Night blindness Save

ICD-10 code: H53.6

Chapter: Diseases of the eye and adnexia

Night Blindness: Causes, Symptoms, and Treatment

Night blindness, also known as nyctalopia, is a condition that makes it difficult to see in low light or darkness. It is not a disease in itself but is usually a symptom of an underlying condition.
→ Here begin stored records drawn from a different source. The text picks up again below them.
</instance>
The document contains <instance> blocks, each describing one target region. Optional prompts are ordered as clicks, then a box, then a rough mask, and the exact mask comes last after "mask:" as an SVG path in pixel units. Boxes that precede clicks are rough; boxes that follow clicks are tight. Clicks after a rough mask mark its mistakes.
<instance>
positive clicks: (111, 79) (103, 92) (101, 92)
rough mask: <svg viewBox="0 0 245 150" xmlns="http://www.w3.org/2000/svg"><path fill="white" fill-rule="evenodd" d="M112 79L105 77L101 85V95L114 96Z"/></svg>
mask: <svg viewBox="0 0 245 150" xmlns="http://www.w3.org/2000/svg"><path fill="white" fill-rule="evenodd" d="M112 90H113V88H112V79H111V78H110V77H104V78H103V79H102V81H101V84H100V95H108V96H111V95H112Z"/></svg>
Night blindness can be a serious condition that affects people of all ages but is more common in older adults.

  1. Causes
  2. There are several causes of night blindness, including:

    • Retinitis pigmentosa - a genetic disorder that damages the retina
    • Vitamin A deficiency - a lack of vitamin A can cause damage to the retina, leading to night blindness
    • Cataracts - clouding of the eye's lens can cause night blindness
    • Glaucoma - increased pressure in the eye can damage the optic nerve, leading to night blindness
  3. Symptoms
  4. The main symptom of night blindness is difficulty seeing in low light or darkness. People with night blindness may also experience:

    • Difficulty driving at night
    • Bumping into objects in low light
    • Trouble seeing stars or other dimly lit objects
  5. Treatment
  6. The treatment for night blindness depends on the underlying cause. For example:

    • If the cause is vitamin A deficiency, increasing the intake of vitamin A-rich foods or taking supplements can help.
    • For retinitis pigmentosa, there is no cure, but some treatments may slow down its progression.
    • Cataracts can be treated with surgery to remove the cloudy lens and replace it with an artificial one.
    • Glaucoma can be managed with eye drops or surgery to lower the pressure in the eye.

    If you are experiencing night blindness or any other vision problems, it is important to see an eye doctor for a comprehensive eye exam. They can help determine the underlying cause and recommend the appropriate treatment.